Иосиф вообще выглядел куда мягче, так что мой ментор, Хью Маклин, даже сказал: “Бродский принял решение жить”. Два года спустя Бродский опять приехал в Беркли, и я читал английские переводы на его вечере. После выступления он развлекал нас историями из шестидесятых годов. “У меня была хорошая докторша. Все в Ленинграде, кто хотел уклониться от службы в армии, шли к ней. Про меня она сказала, что я психически нестойкий, и назначила мне лекарства... Венгерские возбуждающие таблетки. Их принимало полгорода”. Как всегда, Иосиф был одержим идеей взять машину напрокат и прокатиться по побережью. Штат Мэн или графство Марин в Калифорнии — все равно, и он выкачивал из меня сведения насчет маршрутов. Может быть, он репетировал поездку в Комарово? Мы вспоминали Амхерст и округу, и Иосиф заявил, что, поселившись в Южном Хедли, он станет джентльменом-фермером[25].

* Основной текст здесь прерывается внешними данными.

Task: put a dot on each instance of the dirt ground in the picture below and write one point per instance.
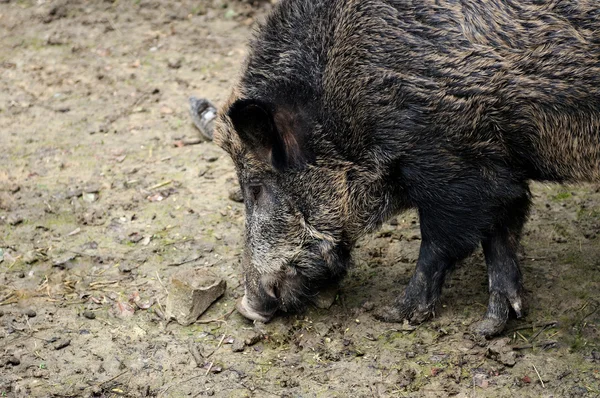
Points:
(100, 203)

В 1989 году Иосифа пригласили в Дартмутский Колледж, где я к тому времени преподавал, выступить с напутственным словом на выпускной церемонии. Перед началом академической процессии Иосиф снял свою твердую докторскую шапочку и, как диск фрисби, метнул ее Льву Лосеву, причем попал по лицу и разбил очки. Печально было видеть, что жертвой стал коллега-поэт, а не случайный прохожий, и что впервые в жизни Иосифа подвела метафора. Я совершил роковую ошибку, заговорив с ним по-русски и начав с обычного шутливого вопроса: “Ну как ваша усадьба в Южном Хедли?” Он ответил двуязычным каламбуром: “Usadba? U. S. ad!”[26] Я представил себе поместье, где пасутся те самые коровы, что выводили его из себя в 1974 году. Речь он произнес изумительную, речь поэта о скуке быть самим собой. Жизнь Америки перестала его раздражать, он пытался теперь лечить ее душу.
22
Попытка переводчика передать английский каламбур Бродского: briefcase/griefcase (grief — горе) — поскольку в своем “griefcase” профессор носит столь огорчающие его студенческие работы.
24
Эмили Дикинсон (1830—1886) — знаменитая американская поэтесса. Родилась и жила в Амхерсте.
25
Название, даваемое образованным людям (первоначально, в Англии, дворянам), которые живут в сельской местности и перемежают интеллектуальную деятельность с фермерством. “Джентльменом-фермером”, например, обычно называют Роберта Фроста.
26
U. S. ad — американская реклама. То есть “усадьба как на американской рекламе”, а также каламбур: американское “ad” (реклама) и русское “ад”.